Can a writer be unravelled from her writing? I’ve been discussing Elizabeth Taylor short stories again, this week, and as she was getting published at a time when another Elizabeth Taylor was regularly in the headlines, this has involved some investigation into the writer’s life.
The role of the author was one of the questions we examined when I was at University. I’m remembering in particular, the 1967 essay, Death of the Author, by the French critic and theorist Roland Barthes.
Barthes argued that reading with an awareness of the experiences and biases of the author, limits our experience of the text. He suggested that it is only when the text is anonymous, that we can see multiple layers of meaning drawn from “innumerable centres of culture”.
He went on to propose that the reader was more important than the writer. It’s a useful thought for a reading group, from an essay that was intended to raise debate.
If ever there was an author who seems perfectly fitted to this warning to read the text without expectations, it’s surely Elizabeth Taylor. Here was a woman who looked middle-class, was married to a successful businessman, had two children and lived in a large country house. A lot of her stories involve just such women, and a lot more don’t. Yet somehow she came to be seen as a writer who was always looking back.

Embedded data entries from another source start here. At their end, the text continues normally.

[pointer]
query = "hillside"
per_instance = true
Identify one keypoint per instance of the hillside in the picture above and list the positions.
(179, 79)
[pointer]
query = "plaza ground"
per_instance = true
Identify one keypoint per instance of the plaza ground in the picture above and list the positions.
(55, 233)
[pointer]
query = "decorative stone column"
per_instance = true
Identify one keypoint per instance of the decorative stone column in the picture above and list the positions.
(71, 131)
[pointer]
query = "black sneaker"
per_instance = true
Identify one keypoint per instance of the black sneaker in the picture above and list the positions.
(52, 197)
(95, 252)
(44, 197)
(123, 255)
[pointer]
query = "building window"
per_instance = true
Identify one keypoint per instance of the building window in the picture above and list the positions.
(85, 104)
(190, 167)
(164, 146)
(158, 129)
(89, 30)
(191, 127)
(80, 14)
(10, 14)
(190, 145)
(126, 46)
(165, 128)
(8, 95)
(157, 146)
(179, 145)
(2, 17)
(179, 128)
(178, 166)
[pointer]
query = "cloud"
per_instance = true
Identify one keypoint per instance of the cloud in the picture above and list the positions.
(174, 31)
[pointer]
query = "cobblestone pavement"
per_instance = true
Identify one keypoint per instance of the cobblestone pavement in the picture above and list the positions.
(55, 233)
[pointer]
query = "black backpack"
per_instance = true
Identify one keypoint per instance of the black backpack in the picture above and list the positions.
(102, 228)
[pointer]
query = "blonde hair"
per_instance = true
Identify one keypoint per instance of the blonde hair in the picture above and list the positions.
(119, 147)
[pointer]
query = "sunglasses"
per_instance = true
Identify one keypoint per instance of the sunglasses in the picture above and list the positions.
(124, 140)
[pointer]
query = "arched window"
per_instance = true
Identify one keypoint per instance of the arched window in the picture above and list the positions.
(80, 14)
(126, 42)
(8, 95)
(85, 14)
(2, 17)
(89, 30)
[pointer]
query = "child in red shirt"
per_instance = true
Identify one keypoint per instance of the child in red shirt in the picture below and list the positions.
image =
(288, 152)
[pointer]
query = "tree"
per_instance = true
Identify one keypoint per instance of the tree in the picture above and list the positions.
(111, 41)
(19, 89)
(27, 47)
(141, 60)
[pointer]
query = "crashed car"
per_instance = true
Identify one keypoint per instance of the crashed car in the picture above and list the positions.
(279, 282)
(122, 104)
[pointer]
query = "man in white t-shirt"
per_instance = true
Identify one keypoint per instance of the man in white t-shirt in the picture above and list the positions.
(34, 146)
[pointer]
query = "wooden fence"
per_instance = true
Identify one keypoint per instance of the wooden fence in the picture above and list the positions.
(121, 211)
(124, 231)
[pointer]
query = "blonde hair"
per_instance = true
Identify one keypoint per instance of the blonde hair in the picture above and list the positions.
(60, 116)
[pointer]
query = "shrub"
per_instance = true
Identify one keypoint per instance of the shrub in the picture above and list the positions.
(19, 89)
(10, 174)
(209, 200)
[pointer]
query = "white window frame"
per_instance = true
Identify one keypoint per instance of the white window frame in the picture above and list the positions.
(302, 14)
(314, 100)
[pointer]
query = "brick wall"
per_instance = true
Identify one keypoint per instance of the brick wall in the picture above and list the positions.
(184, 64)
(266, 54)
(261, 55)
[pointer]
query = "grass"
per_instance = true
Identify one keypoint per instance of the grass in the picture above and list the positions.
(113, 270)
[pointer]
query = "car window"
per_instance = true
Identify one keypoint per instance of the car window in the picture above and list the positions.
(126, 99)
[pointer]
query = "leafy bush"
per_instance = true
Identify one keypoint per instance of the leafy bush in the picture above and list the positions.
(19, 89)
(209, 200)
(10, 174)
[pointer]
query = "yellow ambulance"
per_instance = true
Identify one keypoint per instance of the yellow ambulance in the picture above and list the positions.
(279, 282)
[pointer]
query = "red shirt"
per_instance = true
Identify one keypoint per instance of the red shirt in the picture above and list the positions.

Worse, she wrote about domestic situations, so in Britain, she became known as a woman’s writer.
One way to counter this narrow approach might be to read Nicola Beauman’s biography, The Other Elizabeth Taylor. It contains some surprising revelations about the life of the woman who in 1953, told The New York Herald Tribune:
I am always disconcerted when asked for my life story, for nothing sensational, thank heavens, has ever happened.
Our idea about how this statement works depends on the definition we assign to that word sensational. But put that aside, because even if you decide that Elizabeth Taylor was being evasive with her answer, reading the biography still returns us to the question of ‘so what?’, in terms of how we read her fiction. Do the unexpected aspects of her life mean her writing should be read in a specific way?
Perhaps we should turn to another author to think about this. In 1986, her friend Robert Liddell published a memoir about his friendship with Elizabeth Taylor and Ivy Compton-Burnett.
“Later we were both shocked (as Ivy was) by the betrayal of Rose Macaulay by her literary executor, who published some of her intimate correspondence, and Elizabeth remarked how coy and silly letters could look when seen out of context. We both detested Katherine Mansfield and her whining, coarse letters, and we were aware that our private jokes and Ivyisms would look no better to outsiders than her Dickensianism and her ‘my strikes!’ […] in the course of the years, there were some letters that were painful, and meant for no other eyes: and no other eyes will see them.Elizabeth and Ivy by R Liddell
How tricky it is to hold true to the wishes of the dead. I might condemn John Middleton Murray for going against his wife’s bar on publishing her private letters and diaries, but I’ve read them. I claim it was background for my reading groups, as I do all the material I’ve looked at for Elizabeth Taylor, Elizabeth Gaskell, Somerset Maugham, T.H. White, Kate Atkinson…
I’m left with the question that I keep taking to my reading groups: does knowing more about the lives of writers inform us as readers, and/or writers, or is story enough?